Fünf Parteien stellen sich zur Wahl, die SP lud vergangenen Samstag alle Spitzenkandidaten zu einer Info-Veranstaltung ins Musikheim. Nur FP-Listenerster Andreas Hruschka folgte der Einladung.

Reiter: "Suchen Kommunikation, nicht Konfrontation"

VP-Bürgermeister Josef Reiter begründet seine Abwesenheit: „Mein Team und ich stehen den Gemeindebürgern sachlich und unaufgeregt im persönlichen Gespräch bei unseren Hausbesuchen Rede und Antwort.“ Und Reiter weiter: „Wir suchen die Kommunikation, nicht die Konfrontation. Wir haben jahrelang als Opposition für die Gemeinde gearbeitet. Wir hätten nie so etwas Wichtiges wie den Hochwasserschutz durch einen Auszug aus dem Gemeinderat verzögert, wie es jetzt in Stopfenreuth der Fall ist.


Dort ist die „via donau“ auf eine Zustimmung des Gemeinderats angewiesen, um fortfahren zu können.“ Und Reiter legt noch nach: „Seine Führungsriege alleine war das Preisgericht unter den eingereichten Architekturentwürfen des heutigen Gemeindezentrums, sodass der Gemeinderat nur noch zustimmen konnte, um eine Landesförderung zu bekommen“, kritisiert Reiter.

Zabadal konterte diesen Vorwürfen bei der Info-Veranstaltung: „Vielleicht habe ich in der Vergangenheit wirklich den Fehler gemacht, unsere Leistungen nicht gut genug zu verkaufen, ab jetzt will ich auf mehr Information der Bürger setzen – mit mindestens zwei Info-Veranstaltungen pro Jahr.“

Svatunek: "Nicht als ,Freiwild‘ zum Abschuss freigeben"

Anton Svatunek, Spitzenkandidat der erstmals antretenden „Bürgerplattform“, habe bis zuletzt überlegt, ob er zur Info-Veranstaltung gehen solle: „Aber ich wollte mich auf einer SP-Veranstaltung mit einem roten Moderator nicht als ,Freiwild‘ zum Abschuss durch die SP freigeben.
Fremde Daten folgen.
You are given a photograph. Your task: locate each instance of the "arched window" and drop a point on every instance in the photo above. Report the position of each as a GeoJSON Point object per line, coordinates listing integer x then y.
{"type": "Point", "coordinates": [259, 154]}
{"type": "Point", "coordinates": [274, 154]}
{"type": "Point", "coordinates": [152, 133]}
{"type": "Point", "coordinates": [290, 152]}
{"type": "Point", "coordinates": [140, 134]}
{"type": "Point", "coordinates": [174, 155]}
Ich wäre gut vorbereitet gewesen.“

Auch die Art der Einladung störte ihn: „Zabadal hat mir einfach ein Kuvert in die Hand gedrückt.“ Traurig macht ihn der Wahlkampf zwischen Rot und Schwarz: „Es ist keine Besserung in Aussicht, die Streitereien gehen weiter.“ Wenn also Bürger Verbesserung wollen, so müssten sie die „Bürgerplattform“ wählen: „Wir reden nach der Wahl mit allen, sofern man mit uns reden will.“ Ein Wahlergebnis traut er sich nicht vorherzusagen: „Alles ist möglich.“

Johann Barnet, Chef der gleichnamigen Bürgerliste, argumentiert seine Abwesenheit ähnlich wie Svatunek: „Ich habe die Bürgerliste gegründet, um abseits der üblichen Parteipolitik und Konflikte zu agieren. Mich auf dieser Info-Veranstaltung hinzustellen und herumzustreiten, bringt nichts. Das liefert den politischen Mitbewerbern nur Munition.“ Der politische Ton sei generell ungesitteter als früher.